The original text seems to be copied from AutoWiki.fi. Unfortunately the text is grammatically poor and there are also some misinformation about the history and development of studded tires.

On the other hand, the phrase _"kumi on nastojen kohdalta vahvistettu"_ is taken directly from the Nokian Renkaat website. Also there it is unclear what "stregthening the rubber" means. Anyway, the rubber is not strengthened here by other materials. It is possible that harder rubber has been used around and even under the stud holes because it is important to keep the studs as vertical as possible. But I would guess that the "stregthening" means only rigidifying the rubber around the stud by finishing the sipes (the thin grooves) at some distance from the stud holes.

So I would translate the the phrase "the rubber is rigidified / stiffened around the studs".


----------



## 盲人瞎馬

Hakro said:


> the text is grammatically poor



Is that why I don't understand the "Uudet talvirenkaat suositellaan sisäänajettaviksi" part? Or is that just fine, grammatically speaking?


----------



## Hakro

Vitalore said:


> Is that why I don't understand the "Uudet talvirenkaat suositellaan sisäänajettaviksi" part? Or is that just fine, grammatically speaking?

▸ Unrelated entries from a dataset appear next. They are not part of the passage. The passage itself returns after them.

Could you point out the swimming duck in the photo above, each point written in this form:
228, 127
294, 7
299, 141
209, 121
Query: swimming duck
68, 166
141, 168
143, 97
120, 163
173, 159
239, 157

This is just one of the grammatical blunders of the text. 


> Uudet talvirenkaat suositellaan sisäänajettaviksi. Ensimmäiset 400–500 km tulee välttää rajuja kiihdytyksiä ja jarrutuksia.


I'd prefer:
_Uusille nastarenkaille suositellaan rauhallista ajamista, rajujen kiihdytysten ja jarrutusten välttämistä ensimmäisten 400–500 km:n matkalla. _(This recommendation has nothing to do with winter tires without studs.)

_Sisäänajo_ is a sweticism ("inkörning") that should be avoided, although it's very commonly used.


----------